For some years Ali remained at the heart-breaking toil of the rower’s bench: cut off from home, which to him meant nothing, devoid of kinsfolk, alone—miserably alone in a world which, so far, had given him naught but the chain and the whip—it is not a matter for surprise that he became a Mussulman, thus freeing himself from slavery. From the time that he took this step his fortunes mended rapidly in that strange medley of savagery and bloodshed in which his lot was cast.
Alert, strong, capable, and vigorous, he became in early manhood chief boatswain in the galley in which his apprenticeship had been passed—a position which enabled him to accumulate a small store of ducats, with which he bought a share in a brigantine. Here he soon acquired sufficient wealth to become captain and owner of a galley, in which he soon gained the reputation of being one of the boldest corsairs on the Barbary coast. Having in some sort made a name for himself, his next step was to seek for a patron who could make use of his valour, address, and capability for command. His choice was soon made, as who in all the Mediterranean, in his early days, held such a name as Dragut? He accordingly entered the service of the Basha of Tripoli, and, under his command, became well known to the officers of the Grand Turk, particularly to the Admiral, Piali Basha, to whom he was able to render some important services.

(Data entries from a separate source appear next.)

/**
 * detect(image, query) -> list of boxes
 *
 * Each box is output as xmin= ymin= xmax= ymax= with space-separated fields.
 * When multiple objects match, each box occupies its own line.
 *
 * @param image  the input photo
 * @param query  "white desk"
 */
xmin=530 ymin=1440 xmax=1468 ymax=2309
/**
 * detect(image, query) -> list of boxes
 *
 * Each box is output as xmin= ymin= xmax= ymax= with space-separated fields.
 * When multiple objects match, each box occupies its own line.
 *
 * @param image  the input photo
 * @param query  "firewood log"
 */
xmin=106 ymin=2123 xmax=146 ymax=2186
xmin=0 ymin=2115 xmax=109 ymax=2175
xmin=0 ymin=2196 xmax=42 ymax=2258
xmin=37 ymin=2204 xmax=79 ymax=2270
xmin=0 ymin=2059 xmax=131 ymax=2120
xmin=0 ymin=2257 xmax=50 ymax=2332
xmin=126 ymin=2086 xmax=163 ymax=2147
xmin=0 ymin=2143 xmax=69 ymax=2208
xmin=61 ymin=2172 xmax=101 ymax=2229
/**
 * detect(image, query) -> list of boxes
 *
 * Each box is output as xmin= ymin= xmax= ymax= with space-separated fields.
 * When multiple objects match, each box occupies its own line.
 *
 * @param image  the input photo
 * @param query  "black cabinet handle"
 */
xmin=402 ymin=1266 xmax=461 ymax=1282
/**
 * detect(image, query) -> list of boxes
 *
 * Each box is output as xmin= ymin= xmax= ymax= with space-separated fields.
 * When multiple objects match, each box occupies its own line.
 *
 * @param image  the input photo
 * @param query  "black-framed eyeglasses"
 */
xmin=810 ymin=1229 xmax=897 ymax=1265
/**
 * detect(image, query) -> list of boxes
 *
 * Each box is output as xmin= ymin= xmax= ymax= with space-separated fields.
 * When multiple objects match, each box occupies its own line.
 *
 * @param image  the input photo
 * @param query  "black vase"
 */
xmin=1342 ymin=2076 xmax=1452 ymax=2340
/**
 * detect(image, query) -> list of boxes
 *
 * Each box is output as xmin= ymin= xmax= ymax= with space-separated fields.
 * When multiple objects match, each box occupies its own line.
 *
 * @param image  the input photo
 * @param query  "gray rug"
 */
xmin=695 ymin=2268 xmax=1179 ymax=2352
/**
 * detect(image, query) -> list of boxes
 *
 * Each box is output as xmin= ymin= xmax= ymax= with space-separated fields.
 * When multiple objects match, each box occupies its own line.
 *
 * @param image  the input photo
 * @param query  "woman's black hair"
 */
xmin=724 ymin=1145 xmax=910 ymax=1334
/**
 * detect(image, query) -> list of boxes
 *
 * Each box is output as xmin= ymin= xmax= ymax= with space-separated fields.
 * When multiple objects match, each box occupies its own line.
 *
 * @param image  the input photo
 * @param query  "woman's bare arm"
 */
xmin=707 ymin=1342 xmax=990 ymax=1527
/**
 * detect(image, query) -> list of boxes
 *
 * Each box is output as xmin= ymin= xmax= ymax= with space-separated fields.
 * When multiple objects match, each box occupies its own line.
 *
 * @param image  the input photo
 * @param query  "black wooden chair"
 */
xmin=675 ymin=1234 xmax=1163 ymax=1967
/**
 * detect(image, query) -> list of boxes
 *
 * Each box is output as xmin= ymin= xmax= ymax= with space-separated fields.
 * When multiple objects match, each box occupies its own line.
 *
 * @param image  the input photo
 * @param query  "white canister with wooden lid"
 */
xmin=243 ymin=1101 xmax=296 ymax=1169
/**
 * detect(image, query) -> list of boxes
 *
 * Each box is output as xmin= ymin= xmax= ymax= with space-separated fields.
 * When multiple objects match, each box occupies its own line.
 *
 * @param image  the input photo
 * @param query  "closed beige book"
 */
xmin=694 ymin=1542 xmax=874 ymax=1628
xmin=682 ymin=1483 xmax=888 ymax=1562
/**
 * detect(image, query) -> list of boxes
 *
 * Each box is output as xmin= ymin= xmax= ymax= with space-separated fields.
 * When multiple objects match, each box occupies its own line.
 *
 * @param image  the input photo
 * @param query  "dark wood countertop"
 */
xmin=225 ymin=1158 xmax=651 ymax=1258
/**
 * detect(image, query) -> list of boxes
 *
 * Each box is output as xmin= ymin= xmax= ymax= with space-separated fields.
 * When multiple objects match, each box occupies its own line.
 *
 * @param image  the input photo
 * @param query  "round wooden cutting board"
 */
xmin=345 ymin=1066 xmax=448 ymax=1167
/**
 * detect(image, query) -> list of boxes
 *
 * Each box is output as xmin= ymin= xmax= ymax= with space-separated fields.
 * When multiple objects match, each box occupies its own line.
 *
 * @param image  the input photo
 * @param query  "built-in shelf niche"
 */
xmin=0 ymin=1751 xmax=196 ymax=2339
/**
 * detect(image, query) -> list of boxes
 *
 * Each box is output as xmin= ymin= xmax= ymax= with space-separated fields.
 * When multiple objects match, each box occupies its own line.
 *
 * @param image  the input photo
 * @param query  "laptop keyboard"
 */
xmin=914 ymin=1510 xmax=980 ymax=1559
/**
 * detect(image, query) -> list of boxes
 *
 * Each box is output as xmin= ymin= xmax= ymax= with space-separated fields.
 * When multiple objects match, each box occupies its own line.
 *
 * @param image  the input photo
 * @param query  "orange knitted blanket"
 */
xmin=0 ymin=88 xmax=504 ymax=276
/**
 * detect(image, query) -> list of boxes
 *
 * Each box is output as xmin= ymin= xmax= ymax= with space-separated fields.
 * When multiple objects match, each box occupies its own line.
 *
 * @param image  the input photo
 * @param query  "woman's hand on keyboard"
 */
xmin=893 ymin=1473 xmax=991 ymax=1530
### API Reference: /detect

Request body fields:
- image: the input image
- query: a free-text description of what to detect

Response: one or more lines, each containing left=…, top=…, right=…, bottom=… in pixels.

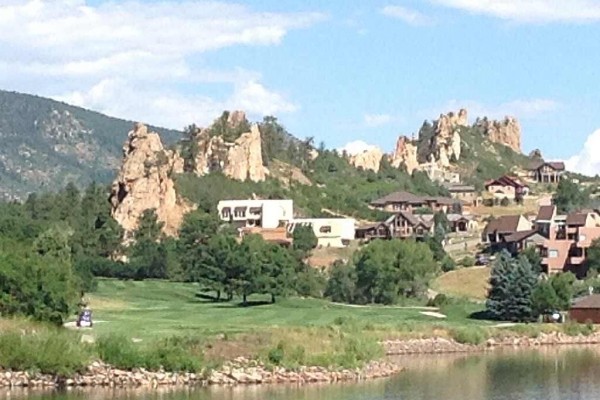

There is no object to be gained in lingering over the earlier years of this notable corsair, as we should thus only be repeating what has been said about Dragut, whose lieutenant and trusted follower he became. He accompanied his master to the siege of Malta, and when Dragut was slain the Capitan-Basha, Piali, named him as successor to his chief as Viceroy of Tripoli. Ali sailed from Malta to Tripoli, taking with him the remains of Dragut, to be buried as that chieftain had directed. When he arrived on the Barbary coast he made himself master of the slaves and treasure which had been left behind by Dragut; shortly after this he was confirmed in his Vice-royalty of Tripoli by the Grand Turk; thenceforward increasing, both his wealth and the terror in which his name was held, by continual raids upon the Christians, more particularly on the coasts of Sicily, Calabria, and Naples. It is curious to observe the sort of spite which all the renegadoes seem to have harboured against the countries in which they were born.